"I am leaving the post of prime minister this evening with a feeling of accomplishment," Lamothe, 42, said during a televised speech, touting his government's "remarkable" record, which he said included reduced poverty and a 50 percent drop in crime.
President Michel Martelly said earlier he accepted the findings of the commission that had recommended Lamothe’s replacement.
Martelly appointed Lamothe as prime minister in 2012, and some political analysts believe Lamothe might seek the presidency in upcoming elections.
Lamothe’s resignation complicates the current political situation because nominations for a new prime minister require approval from Parliament and it is unclear whether someone would be nominated before Parliament is dissolved in January, said Michael Deibert, author of “Notes from the Last Testament: The Struggle for Haiti.”
He noted that Lamothe was Martelly’s third nomination for prime minister during a drawn-out selection process.
“Without a functioning Parliament and without a prime minister, I’m afraid it could be a tumultuous time in January,” Deibert said in a telephone interview from Cap-Haitien.
He warned that political instability would undermine confidence in the government and the confidence that the international community has in Haiti in terms of investment.
“That’s not an image that Haiti wants to project to the world,” Deibert said.
Haiti’s capital has endured a growing number of violent demonstrations in recent weeks during which protesters have demanded the holding of elections that were expected in 2011 and the resignations of Lamothe as well as Martelly.
Yesterday, one man was found dead in a protest in Port-Au-Prince during clashes with police who fired tear gas. It was not immediately clear how the man died, but he was shot at least once in the wrist.
Demonstrations also spread to other towns, including Gonaives and Cap-Haitien.
The unrest followed a demonstration Friday in which U.N. peacekeeping troops opened fire on a crowd that marched through Port-au-Prince, set tires on fire and skirmished with troops and police.
Martelly’s administration blamed the delay in holding elections on six opposition senators who contend legislation that would authorize the vote unfairly favors the government.
The commission set up to break the impasse recommended that Lamothe resign, along with the head of the Supreme Court and current members of Haiti’s Provisional Electoral Council. It also called for the release of several “political prisoners.”
Martelly said he would meet tomorrow with government officials to discuss the commission’s report.
Administration officials have insisted the government wants to hold the elections.

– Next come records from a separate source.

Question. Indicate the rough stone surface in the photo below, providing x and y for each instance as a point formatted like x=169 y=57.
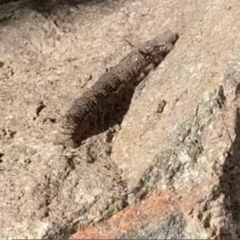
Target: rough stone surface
x=170 y=167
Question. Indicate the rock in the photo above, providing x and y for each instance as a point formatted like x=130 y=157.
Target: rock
x=169 y=170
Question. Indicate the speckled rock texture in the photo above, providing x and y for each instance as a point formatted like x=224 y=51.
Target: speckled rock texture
x=168 y=169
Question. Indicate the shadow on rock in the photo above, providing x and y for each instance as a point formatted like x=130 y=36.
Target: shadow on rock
x=230 y=184
x=104 y=117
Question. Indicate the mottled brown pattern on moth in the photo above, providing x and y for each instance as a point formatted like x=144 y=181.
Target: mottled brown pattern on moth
x=122 y=77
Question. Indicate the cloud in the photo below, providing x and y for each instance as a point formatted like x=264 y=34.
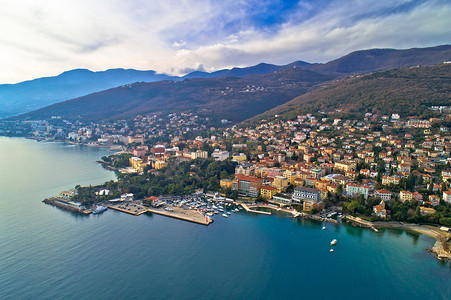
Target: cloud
x=42 y=38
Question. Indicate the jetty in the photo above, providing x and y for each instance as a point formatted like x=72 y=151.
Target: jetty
x=248 y=209
x=316 y=218
x=66 y=205
x=189 y=215
x=360 y=222
x=135 y=210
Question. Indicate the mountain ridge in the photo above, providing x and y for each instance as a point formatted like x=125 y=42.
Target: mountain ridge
x=357 y=62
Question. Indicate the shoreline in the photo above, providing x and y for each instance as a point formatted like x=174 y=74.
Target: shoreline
x=441 y=248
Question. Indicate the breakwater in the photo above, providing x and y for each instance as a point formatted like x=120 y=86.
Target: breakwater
x=66 y=206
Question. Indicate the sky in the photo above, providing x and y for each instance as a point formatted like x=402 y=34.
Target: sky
x=45 y=38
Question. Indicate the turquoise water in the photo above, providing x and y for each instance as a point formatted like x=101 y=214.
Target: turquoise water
x=47 y=253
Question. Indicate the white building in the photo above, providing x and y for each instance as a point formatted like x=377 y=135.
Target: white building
x=220 y=155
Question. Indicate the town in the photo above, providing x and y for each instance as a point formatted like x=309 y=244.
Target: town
x=382 y=167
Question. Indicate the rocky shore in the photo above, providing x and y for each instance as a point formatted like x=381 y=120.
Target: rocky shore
x=441 y=249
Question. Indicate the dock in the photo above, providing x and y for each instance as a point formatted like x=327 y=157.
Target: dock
x=64 y=205
x=360 y=222
x=253 y=210
x=189 y=215
x=132 y=210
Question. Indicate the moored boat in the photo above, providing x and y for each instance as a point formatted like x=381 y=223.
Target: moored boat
x=99 y=209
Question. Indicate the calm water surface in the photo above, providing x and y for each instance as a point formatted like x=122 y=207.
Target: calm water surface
x=47 y=253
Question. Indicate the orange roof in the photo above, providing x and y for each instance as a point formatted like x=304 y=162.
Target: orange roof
x=247 y=178
x=383 y=191
x=269 y=187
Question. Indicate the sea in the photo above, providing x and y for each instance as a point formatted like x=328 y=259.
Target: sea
x=48 y=253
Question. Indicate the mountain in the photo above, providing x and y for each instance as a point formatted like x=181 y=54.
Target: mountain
x=34 y=94
x=37 y=93
x=261 y=68
x=231 y=98
x=407 y=91
x=365 y=61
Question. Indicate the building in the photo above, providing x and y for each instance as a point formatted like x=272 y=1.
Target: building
x=139 y=152
x=291 y=176
x=225 y=183
x=405 y=196
x=386 y=180
x=434 y=200
x=424 y=211
x=220 y=155
x=305 y=193
x=239 y=157
x=199 y=154
x=353 y=190
x=447 y=196
x=268 y=191
x=159 y=164
x=245 y=169
x=280 y=200
x=310 y=205
x=344 y=166
x=136 y=139
x=68 y=195
x=247 y=185
x=137 y=163
x=379 y=210
x=280 y=182
x=383 y=194
x=127 y=197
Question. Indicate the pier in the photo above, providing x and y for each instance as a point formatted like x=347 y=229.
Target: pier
x=135 y=210
x=66 y=206
x=253 y=210
x=360 y=222
x=182 y=214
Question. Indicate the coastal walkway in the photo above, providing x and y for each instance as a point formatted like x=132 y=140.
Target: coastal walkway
x=132 y=210
x=248 y=209
x=182 y=214
x=360 y=222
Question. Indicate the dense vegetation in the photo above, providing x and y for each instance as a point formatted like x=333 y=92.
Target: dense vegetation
x=231 y=98
x=176 y=179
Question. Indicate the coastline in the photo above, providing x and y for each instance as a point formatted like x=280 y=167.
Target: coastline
x=441 y=248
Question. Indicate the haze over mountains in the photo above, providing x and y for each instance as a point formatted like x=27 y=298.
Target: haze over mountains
x=406 y=91
x=197 y=91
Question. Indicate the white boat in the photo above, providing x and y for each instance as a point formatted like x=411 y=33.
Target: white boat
x=99 y=209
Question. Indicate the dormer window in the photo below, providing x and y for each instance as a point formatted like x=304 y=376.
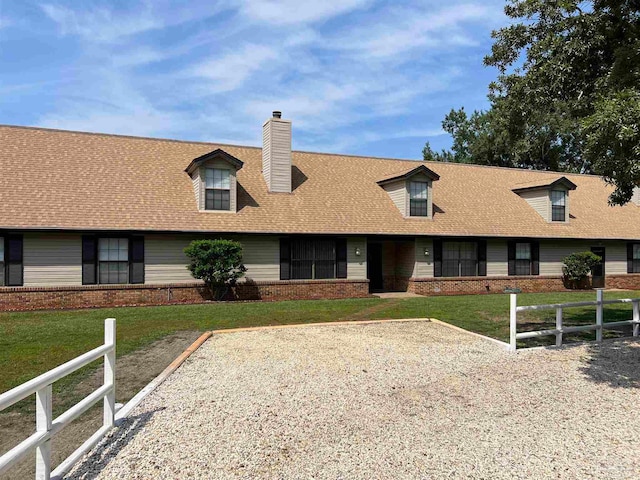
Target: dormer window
x=217 y=189
x=215 y=183
x=411 y=191
x=558 y=205
x=549 y=197
x=418 y=199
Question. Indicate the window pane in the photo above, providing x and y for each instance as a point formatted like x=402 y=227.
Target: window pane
x=123 y=249
x=523 y=267
x=558 y=213
x=418 y=208
x=208 y=178
x=208 y=203
x=459 y=259
x=523 y=251
x=418 y=190
x=558 y=197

The terms of 10 senators expire in mid-January and Parliament will be dissolved, meaning Martelly would rule by decree.
In the meantime, Haiti's emboldened opposition welcomed the resignation Sunday of Prime Minister Laurent Lamothe, who faced repeated calls to go over the failure to hold legislative elections in the past three years.

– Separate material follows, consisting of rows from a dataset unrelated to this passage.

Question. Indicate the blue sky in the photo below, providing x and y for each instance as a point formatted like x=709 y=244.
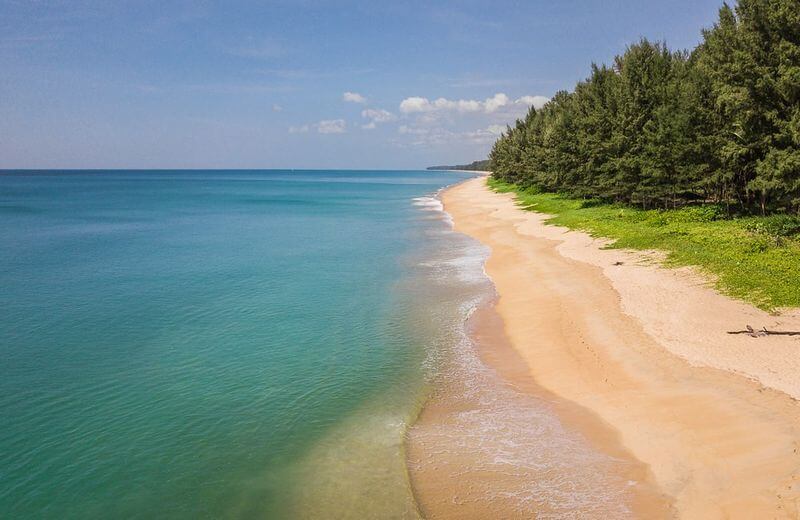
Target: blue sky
x=297 y=84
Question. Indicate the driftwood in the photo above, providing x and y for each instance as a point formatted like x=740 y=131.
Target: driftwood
x=764 y=332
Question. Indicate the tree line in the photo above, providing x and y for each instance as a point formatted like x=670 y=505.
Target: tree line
x=661 y=128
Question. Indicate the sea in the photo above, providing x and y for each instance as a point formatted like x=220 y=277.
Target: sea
x=234 y=344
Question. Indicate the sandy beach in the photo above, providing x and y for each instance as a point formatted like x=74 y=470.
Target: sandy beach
x=640 y=356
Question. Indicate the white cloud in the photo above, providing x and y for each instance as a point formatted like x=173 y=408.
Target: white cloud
x=354 y=97
x=417 y=104
x=331 y=126
x=326 y=126
x=497 y=101
x=376 y=115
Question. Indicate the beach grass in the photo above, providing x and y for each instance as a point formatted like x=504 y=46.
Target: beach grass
x=755 y=259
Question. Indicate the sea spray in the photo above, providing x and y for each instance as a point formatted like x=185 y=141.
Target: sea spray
x=482 y=446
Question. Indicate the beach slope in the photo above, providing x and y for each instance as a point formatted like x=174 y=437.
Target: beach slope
x=715 y=417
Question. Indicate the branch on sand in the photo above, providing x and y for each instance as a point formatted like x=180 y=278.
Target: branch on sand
x=764 y=332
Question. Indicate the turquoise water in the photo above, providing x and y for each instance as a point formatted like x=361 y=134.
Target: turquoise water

The increasingly unpopular Lamothe's resignation had been widely expected after President Michel Martelly said Friday that his cabinet chief was ready to leave "to help find a solution" to the Caribbean country's dragging political impasse.
But it remains to be seen whether Lamothe's decision to quit will have that effect, in the poorest country in the Western hemisphere and one with a checkered history of dictatorship and violent protests.

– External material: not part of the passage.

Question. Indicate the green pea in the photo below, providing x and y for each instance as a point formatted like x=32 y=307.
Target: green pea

If elections are not held before January 12, the legislature will be automatically dissolved and Martelly can rule by decree. His critics have warned he could send back Haiti to dictatorial rule and also are demanding that he resign.
A commission set up by the president has recommended forming a consensus government including opposition members, disbanding Haiti's electoral council and freeing political prisoners.